João Guimarães Rosa nasceu em 1908 na pequena cidade de Cordisburgo e logo foi para Belo Horizonte, onde se formou em Medicina. Para exercer sua profissão, retornou ao interior de Minas Gerais e pode, durante muitos anos, estreitar seus contatos com o povo do sertão, conhecendo de perto a vida simples, os dramas humanos e a natureza ainda pouco degradada da época, para extrair dessa vivência aquilo que seria a matéria-prima de sua literatura. A primeira tentativa de ingresso no mundo das letras deu-se em 1937, ao submeter, sem êxito, os contos de Sagarana a um concurso literário. Persistente, o médico escritor (e, posteriormente, o escritor diplomata) levou na bagagem o elogio sincero de Graciliano Ramos, até conseguir, enfim, a publicação desse primeiro livro. Nem é preciso dizer que o sucesso foi estrondoso. Segundo a crítica especializada, Guimarães Rosa inaugurava um novo estilo de contar histórias, fazendo com que a paisagem mineira ressurgisse no pitoresco na vida regional, em narrativas singulares em que bois, aves, plantas e rios ganhavam voz. Tornou-se assim, o autor de Grande Sertão: Veredas, um clássico da literatura nacional, elogiado pela sua inovadora concepção estilística da língua portuguesa, tanto que, no fim da vida, em 1967, recebeu as merecidas honras da Academia Brasileira de Letras.
Em meio à produção literária de Guimarães Rosa, aliás, há um conto que se pode considerar, no mínimo, desconcertante. O texto começa descrevendo a inocência de uma criança. Fala do encantamento infantil diante da beleza do mundo natural. E mostra, depois, como a realidade cruel o faz perder as ilusões. Chama-se “As margens da alegria” este conto, que abre o volume de Primeiras Estórias (1962). A maturidade do escritor, na referida obra ficcional, serve de testemunho vivo para mostrar como a marcha do progresso é capaz de destruir ou maltratar aquilo que a natureza tem de melhor. Sem pretender aqui tirar de ninguém a motivação para a leitura do texto, nem contar a surpresa revelada em seu final, ouso dizer que “As margens da alegria” traz em si uma mensagem simbólica, na qual os animais – da mesma forma que a ambiente em geral – sucumbem aos desmandos da espécie dominante. Apenas duas palavras, então, sobre essa pequena grande história protagonizada por um menino.

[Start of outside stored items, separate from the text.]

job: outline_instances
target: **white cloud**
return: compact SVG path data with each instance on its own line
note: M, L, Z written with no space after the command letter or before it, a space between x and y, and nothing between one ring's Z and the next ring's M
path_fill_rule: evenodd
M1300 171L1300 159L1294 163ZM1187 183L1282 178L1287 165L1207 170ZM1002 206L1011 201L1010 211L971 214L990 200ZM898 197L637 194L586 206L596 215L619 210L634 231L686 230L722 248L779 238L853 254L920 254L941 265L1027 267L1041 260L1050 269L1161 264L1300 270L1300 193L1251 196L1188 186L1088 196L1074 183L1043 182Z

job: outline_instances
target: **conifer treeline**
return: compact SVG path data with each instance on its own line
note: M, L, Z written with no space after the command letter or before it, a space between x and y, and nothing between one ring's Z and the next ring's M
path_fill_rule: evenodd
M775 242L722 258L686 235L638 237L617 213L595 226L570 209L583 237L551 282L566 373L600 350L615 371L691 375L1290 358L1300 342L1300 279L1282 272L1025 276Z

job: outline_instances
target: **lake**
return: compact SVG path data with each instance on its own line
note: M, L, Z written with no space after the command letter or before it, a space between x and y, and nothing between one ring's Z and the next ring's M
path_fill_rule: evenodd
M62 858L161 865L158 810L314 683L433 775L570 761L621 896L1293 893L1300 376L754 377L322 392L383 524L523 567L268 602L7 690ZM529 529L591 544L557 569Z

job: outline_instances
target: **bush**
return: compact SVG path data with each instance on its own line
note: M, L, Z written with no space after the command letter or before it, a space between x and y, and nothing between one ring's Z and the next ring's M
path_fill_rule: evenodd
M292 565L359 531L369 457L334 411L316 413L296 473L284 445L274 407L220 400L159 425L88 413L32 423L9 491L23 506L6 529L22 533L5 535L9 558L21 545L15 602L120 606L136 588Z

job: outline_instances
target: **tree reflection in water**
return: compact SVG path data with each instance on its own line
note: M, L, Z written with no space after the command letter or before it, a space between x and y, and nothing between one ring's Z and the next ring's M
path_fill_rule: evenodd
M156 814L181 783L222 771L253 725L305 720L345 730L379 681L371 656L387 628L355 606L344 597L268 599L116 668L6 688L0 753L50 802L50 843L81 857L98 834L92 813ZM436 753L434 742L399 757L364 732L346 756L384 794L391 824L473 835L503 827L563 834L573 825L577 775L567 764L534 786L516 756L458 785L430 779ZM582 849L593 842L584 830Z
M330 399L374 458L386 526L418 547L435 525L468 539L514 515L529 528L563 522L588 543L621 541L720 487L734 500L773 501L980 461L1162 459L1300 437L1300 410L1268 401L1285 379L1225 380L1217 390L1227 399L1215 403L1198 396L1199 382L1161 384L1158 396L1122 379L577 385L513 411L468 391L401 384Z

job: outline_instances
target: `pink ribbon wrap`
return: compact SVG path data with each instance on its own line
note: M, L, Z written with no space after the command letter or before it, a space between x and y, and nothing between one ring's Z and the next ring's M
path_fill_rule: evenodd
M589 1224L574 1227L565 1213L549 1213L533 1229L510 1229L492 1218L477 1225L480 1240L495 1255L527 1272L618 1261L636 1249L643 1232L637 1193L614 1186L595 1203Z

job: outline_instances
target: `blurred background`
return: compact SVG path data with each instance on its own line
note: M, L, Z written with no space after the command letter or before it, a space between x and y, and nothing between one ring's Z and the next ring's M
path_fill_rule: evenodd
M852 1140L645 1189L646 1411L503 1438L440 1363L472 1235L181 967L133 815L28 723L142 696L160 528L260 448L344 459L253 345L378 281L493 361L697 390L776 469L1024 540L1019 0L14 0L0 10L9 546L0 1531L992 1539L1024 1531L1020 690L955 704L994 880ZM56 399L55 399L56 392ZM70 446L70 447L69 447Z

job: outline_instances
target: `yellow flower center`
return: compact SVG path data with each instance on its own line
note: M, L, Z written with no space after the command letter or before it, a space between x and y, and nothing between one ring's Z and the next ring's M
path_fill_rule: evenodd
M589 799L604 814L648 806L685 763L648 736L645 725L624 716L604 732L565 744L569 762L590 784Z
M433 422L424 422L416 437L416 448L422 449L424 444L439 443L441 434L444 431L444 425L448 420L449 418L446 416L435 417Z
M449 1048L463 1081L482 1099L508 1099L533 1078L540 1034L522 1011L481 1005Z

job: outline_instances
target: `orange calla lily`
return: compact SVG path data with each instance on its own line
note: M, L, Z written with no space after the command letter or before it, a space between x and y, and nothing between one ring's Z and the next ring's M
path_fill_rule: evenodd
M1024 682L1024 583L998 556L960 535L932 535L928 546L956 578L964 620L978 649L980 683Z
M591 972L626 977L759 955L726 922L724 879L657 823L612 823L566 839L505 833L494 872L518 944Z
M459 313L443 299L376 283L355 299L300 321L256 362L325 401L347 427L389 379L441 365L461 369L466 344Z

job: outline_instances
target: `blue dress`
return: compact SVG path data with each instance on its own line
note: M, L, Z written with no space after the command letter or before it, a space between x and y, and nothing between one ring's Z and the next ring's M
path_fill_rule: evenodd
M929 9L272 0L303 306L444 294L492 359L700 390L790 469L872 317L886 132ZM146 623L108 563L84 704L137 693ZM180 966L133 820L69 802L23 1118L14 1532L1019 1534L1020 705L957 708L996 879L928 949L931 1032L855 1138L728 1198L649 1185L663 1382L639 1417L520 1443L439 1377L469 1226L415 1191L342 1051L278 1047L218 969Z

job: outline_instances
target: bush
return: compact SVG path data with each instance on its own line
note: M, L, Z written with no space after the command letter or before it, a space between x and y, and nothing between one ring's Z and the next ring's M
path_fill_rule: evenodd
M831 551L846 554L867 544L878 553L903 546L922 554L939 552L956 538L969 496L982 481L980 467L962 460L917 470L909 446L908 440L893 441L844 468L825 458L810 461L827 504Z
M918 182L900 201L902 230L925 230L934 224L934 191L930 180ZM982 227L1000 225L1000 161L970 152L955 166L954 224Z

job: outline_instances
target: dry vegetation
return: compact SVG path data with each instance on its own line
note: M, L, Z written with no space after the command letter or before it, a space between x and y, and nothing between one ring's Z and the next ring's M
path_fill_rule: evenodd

A narrativa de Rosa começa com uma viagem de avião, em que o deslumbrado garoto é levado a um lugarejo, no meio da mata, que dará origem a uma cidade. No sítio havia um peru. Ave solene, imperial, única e encantadora: Belo, belo! Tinha qualquer coisa de calor, poder e flor, um transbordamento. Depois, no passeio de jipe, o menino – sem tirar da memória o peru rei do terreiro – viu pelo caminho cobra-verde, papagaio, veado-campeiro, seriemas, garças, árvores e flores sem fim. Na volta, porém, a frustração. Sua ave majestosa não estava mais lá. Conheceu a alma infantil, pela primeira vez, aquele doer que põe e punge, de dó, desgosto e desengano. Perdeu-se a alegria. E tudo começava a mudar. Sentia-se mais cansado. No horizonte agora via apenas a tristeza: homens no trabalho de terraplanagem, os caminhões de castalho, as vagas árvores, um ribeirão de águas cinzentas, o encantamento morto e sem pássaros, o ar cheio de poeira. Cortaram o mato. Mataram a vida.
Nessa sutil metáfora do mundo em que vivemos, na qual a civilização esmaga as utopias, Guimarães Rosa mostra – pela arte – que é possível resistir. Afinal, escrever sobre a insensatez humana não deixa de ser uma forma de agir. Escrever para fazer pensar. Para que a floresta permaneça sempre intocada. Para que o peru permaneça íntegro em sua singular grandeza. Para que o respeito a tudo o que vive possa nos devolver a alegria que o mundo quebra e emudece. Para que os vaga-lumes, e não apenas eles, possam sinalizar no resgate das nossas perdidas ilusões.